Unnamed: 0,Name,Size,Race + alignment,HP,Armor,Speed,Challenge rating (XP)
0,Aboleth,Large,"aberration, Lawful Evil",135 (18d10+36),17 (Natural Armor),"10 ft., swim 40 ft.","10 (5,900 XP)"
1,Acolyte,Medium,"humanoid (any race), Any Alignment",9 (2d8),10,30 ft.,1/4 (50 XP)
2,Adult Black Dragon,Huge,"dragon, Chaotic Evil",195 (17d12+85),19 (Natural Armor),"40 ft., fly 80 ft., swim 40 ft.","14 (11,500 XP)"
3,Adult Blue Dragon,Huge,"dragon, Lawful Evil",225 (18d12+108),19,"40 ft., burrow 30 ft., fly 80 ft.","16 (15,000 XP)"
4,Adult Brass Dragon,Huge,"dragon, Chaotic Good",172 (15d12+75),18 (Natural Armor),"40 ft., burrow 40 ft., fly 80 ft.","13 (10,000 XP)"


##Data Reorganization and Cleanup
The data set has eight columns and 324 rows. Looking at the column headers, we'd like to spli the **Race + alignment** information into two separate column.
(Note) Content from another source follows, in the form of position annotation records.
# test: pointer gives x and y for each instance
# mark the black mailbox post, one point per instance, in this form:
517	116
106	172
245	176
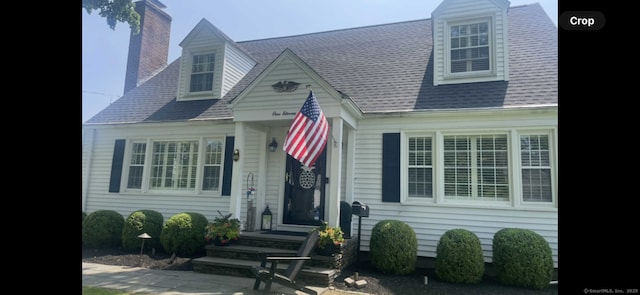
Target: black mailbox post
360	210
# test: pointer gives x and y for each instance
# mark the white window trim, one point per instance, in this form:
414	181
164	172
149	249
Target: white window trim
515	169
490	19
145	189
404	169
188	95
520	202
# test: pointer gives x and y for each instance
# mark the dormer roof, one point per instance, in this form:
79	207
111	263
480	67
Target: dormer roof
383	69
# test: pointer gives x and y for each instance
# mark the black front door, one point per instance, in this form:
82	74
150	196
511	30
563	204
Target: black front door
304	191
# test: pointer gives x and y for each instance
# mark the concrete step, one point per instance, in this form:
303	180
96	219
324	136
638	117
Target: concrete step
311	275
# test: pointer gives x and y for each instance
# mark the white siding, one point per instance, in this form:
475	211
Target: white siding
456	10
236	66
98	197
430	221
262	97
201	44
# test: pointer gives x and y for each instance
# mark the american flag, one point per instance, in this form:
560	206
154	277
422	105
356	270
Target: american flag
307	135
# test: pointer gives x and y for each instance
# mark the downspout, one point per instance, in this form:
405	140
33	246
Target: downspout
88	136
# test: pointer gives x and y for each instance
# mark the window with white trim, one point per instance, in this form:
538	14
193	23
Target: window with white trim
174	165
420	167
202	68
136	165
212	165
536	168
476	167
470	47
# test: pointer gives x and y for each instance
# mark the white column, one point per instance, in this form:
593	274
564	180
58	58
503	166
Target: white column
335	148
235	203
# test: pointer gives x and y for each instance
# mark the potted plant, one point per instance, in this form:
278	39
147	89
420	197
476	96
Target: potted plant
331	239
223	230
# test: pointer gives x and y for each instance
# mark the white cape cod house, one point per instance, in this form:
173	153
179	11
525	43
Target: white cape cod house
442	123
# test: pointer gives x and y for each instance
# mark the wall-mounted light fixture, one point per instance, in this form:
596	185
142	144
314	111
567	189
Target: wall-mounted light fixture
273	145
267	219
236	154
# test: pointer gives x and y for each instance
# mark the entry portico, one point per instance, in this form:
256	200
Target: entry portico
262	113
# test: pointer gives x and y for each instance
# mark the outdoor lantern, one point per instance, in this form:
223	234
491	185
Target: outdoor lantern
267	219
273	145
236	154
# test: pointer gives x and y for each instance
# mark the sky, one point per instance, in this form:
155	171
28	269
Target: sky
105	51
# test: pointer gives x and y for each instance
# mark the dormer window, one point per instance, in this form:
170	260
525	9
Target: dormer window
202	73
470	47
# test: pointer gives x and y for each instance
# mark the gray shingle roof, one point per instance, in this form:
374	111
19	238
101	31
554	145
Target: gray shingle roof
382	68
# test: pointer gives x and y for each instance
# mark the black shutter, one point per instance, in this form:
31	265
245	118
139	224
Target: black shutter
228	166
391	167
116	166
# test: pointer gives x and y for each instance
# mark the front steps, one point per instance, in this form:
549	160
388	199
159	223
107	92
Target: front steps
238	258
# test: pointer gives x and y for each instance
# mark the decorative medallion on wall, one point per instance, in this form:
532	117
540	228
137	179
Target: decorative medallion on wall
285	86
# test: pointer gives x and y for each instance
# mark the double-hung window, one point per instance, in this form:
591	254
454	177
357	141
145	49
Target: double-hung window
470	47
212	166
476	167
536	168
182	165
136	165
202	67
420	167
173	165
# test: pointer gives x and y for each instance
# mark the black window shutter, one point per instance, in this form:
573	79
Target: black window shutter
116	166
228	166
391	167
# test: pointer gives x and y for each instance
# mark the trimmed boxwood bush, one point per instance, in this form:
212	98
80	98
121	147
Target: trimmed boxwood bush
459	257
102	229
183	234
522	258
393	247
139	222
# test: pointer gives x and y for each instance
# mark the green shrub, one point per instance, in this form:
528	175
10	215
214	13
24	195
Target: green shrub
522	258
459	257
393	247
139	222
345	218
102	229
183	234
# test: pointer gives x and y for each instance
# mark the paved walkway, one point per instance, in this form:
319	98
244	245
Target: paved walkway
171	282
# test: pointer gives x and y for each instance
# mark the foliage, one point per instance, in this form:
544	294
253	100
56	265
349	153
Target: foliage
102	229
459	257
139	222
224	228
329	235
393	247
115	11
522	258
182	234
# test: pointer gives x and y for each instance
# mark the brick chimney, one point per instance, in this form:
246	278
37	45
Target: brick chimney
149	49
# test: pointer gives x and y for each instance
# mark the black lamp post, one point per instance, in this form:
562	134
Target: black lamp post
267	219
143	237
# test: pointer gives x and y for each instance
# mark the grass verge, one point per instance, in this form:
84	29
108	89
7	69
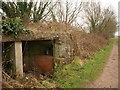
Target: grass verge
76	76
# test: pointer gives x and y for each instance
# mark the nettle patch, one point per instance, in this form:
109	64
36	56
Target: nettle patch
13	27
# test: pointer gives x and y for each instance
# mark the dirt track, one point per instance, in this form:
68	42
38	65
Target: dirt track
109	76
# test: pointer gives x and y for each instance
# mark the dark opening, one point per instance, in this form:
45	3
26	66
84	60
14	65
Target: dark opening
38	56
8	58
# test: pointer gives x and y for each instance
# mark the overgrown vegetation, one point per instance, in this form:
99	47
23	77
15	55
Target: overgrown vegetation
76	75
13	26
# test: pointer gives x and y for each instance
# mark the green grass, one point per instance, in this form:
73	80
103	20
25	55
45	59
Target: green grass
76	76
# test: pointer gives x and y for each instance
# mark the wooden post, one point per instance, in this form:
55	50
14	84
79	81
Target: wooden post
18	59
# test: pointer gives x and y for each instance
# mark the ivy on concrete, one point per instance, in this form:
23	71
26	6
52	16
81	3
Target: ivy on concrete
13	27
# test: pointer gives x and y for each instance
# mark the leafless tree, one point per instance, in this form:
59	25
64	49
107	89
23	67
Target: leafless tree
66	11
99	19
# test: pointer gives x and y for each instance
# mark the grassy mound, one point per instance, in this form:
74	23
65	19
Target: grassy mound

This, then, is the first alteration we perform is to split that column.

In [374]:
def split_racealignment_column(df_orig, inplace=True):
  retval_df = df_orig.copy()
  split_columns_df = retval_df['Race + alignment'].str.split(',', expand=True)
  retval_df['Race'] = split_columns_df[0]
  retval_df['Alignment'] = split_columns_df[1]
  retval_df.drop(columns=['Race + alignment'], inplace=True)
  return retval_df

In [375]:
split_race_alignment_df = split_racealignment_column(df)
split_race_alignment_df.head()

Unnamed: 0,Name,Size,HP,Armor,Speed,Challenge rating (XP),Race,Alignment
0,Aboleth,Large,135 (18d10+36),17 (Natural Armor),"10 ft., swim 40 ft.","10 (5,900 XP)",aberration,Lawful Evil
1,Acolyte,Medium,9 (2d8),10,30 ft.,1/4 (50 XP),humanoid (any race),Any Alignment
2,Adult Black Dragon,Huge,195 (17d12+85),19 (Natural Armor),"40 ft., fly 80 ft., swim 40 ft.","14 (11,500 XP)",dragon,Chaotic Evil
3,Adult Blue Dragon,Huge,225 (18d12+108),19,"40 ft., burrow 30 ft., fly 80 ft.","16 (15,000 XP)",dragon,Lawful Evil
4,Adult Brass Dragon,Huge,172 (15d12+75),18 (Natural Armor),"40 ft., burrow 40 ft., fly 80 ft.","13 (10,000 XP)",dragon,Chaotic Good


Problems immediately arise in our split operation. An extraneous comma chacter is embedded in the column for 'Imp' and the various were-monsters ('Werebear', 'Wereboar', 'Wererat', 'Weretiger', 'Werewolf'). Faced with these, our Pandas *str.split()* operation fails to divide the data correctly.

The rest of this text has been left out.